Objects allocated are wrapped in a GLResource<T> which lets you safely access the value within (ensuring it's not been destroyed) and explicitly destroy it if required.

Repository structure

  • eggli - library source code
  • eggli/codegen - code generator to write GLenum content
  • examples - example code

Examples

Please use the examples as a reference for how to do things, both with Eggli and just in general with OpenGL.

Screenshot of example showing a textured cube.

Installation

Check out the releases, or using a build system...

Note: There's an issue right now where you need the lifetimes library and LWJGL natives.

Gradle (build.gradle.kts)

repositories {
    // ...
    maven { url = uri("https://jitpack.io") }
}

dependencies {
    // implementation("me.exerro:eggli:0.2.0")
    // while in development, use this instead:
    implementation("me.exerro:eggli:main-SNAPSHOT")
}

Maven

<repositories>
  <repository>
    <id>jitpack.io</id>
    <url>https://jitpack.io</url>
  </repository>
</repositories>

<dependency>
  <groupId>me.exerro</groupId>
  <artifactId>eggli</artifactId>
  <!--<version>0.2.0</version>-->
  <!--while in development, use this instead:-->
  <version>main-SNAPSHOT</version>
</dependency>

TODO: VM option -javaagent:lib/lwjglx-debug-1.0.0.jar seems to do debugging stuff

Debugging

A debugging interface was previously included in this repo, until I found RenderDoc. RenderDoc is the most insanely useful and incredible bit of software for graphics development. It lets you step through every single draw call, see all the parameters, see texture and buffers on the GPU after every call, dynamically edit shader code. It's crazy. Here's an example showing it mid-draw - you can see the screen mid-frame before the normal and depth textures have been drawn, and arbitrarily navigate through the annotated frame.

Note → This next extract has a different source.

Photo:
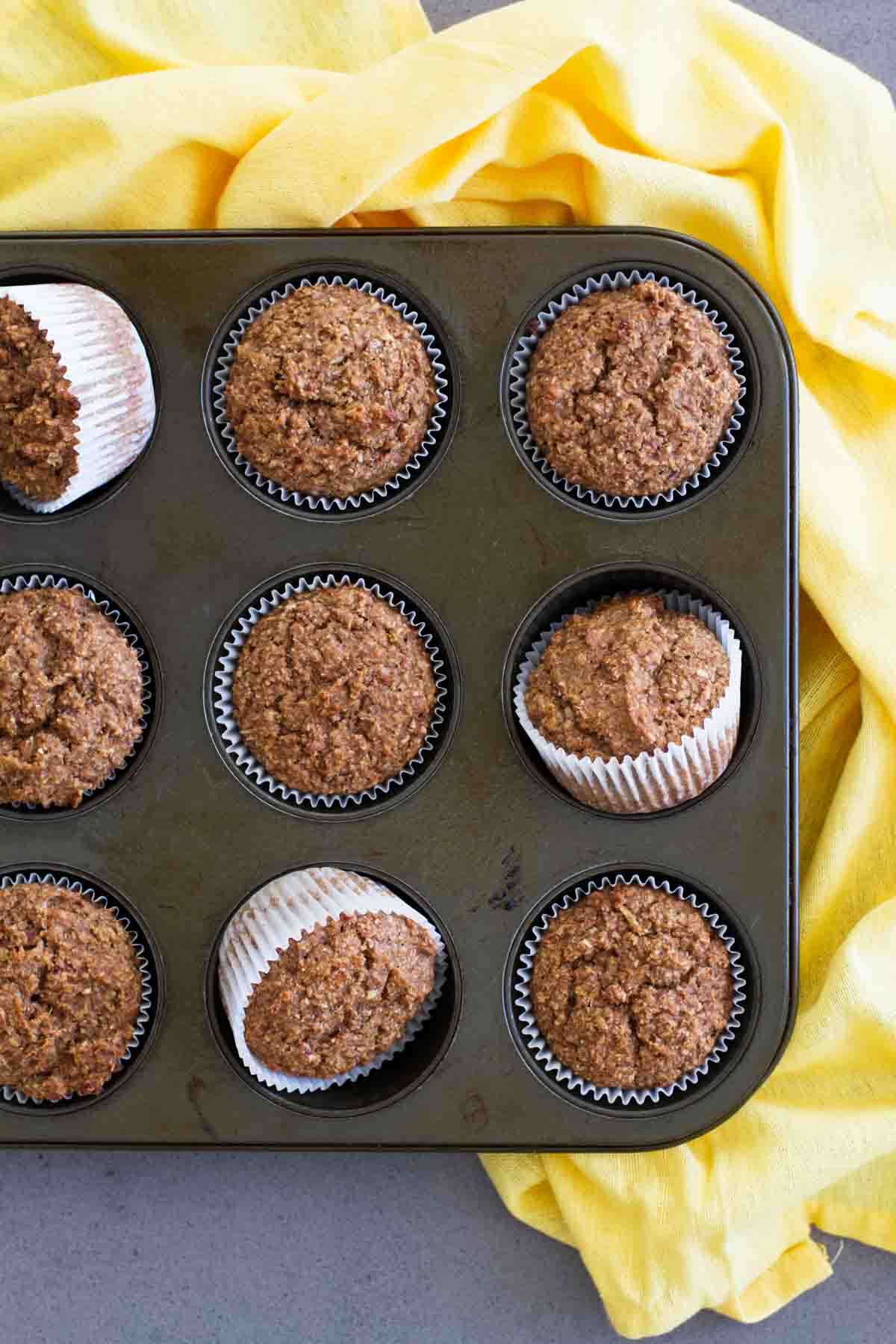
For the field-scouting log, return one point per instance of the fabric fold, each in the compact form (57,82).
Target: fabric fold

Example RenderDoc event browser listing Example RenderDoc texture viewer

Eggli additionally uses some features used by RenderDoc, notably object names and marker regions. When creating objects, pass a name to see it annotated in RenderDoc. Additionally, use glPushDebugGroupKHR and glPopDebugGroupKHR to mark logical regions of draw calls and see them grouped within RenderDoc. You can see this being used above, e.g. "Screen draw pass".

To use RenderDoc, you need to pass an executable and parameters. See this tutorial. One way that works is creating a "fat jar" with all your main code and passing that to java as shown in the tutorial. See examples/build.gradle.kts for an implementation of both the fat jar task as well as a task to run RenderDoc with that jar.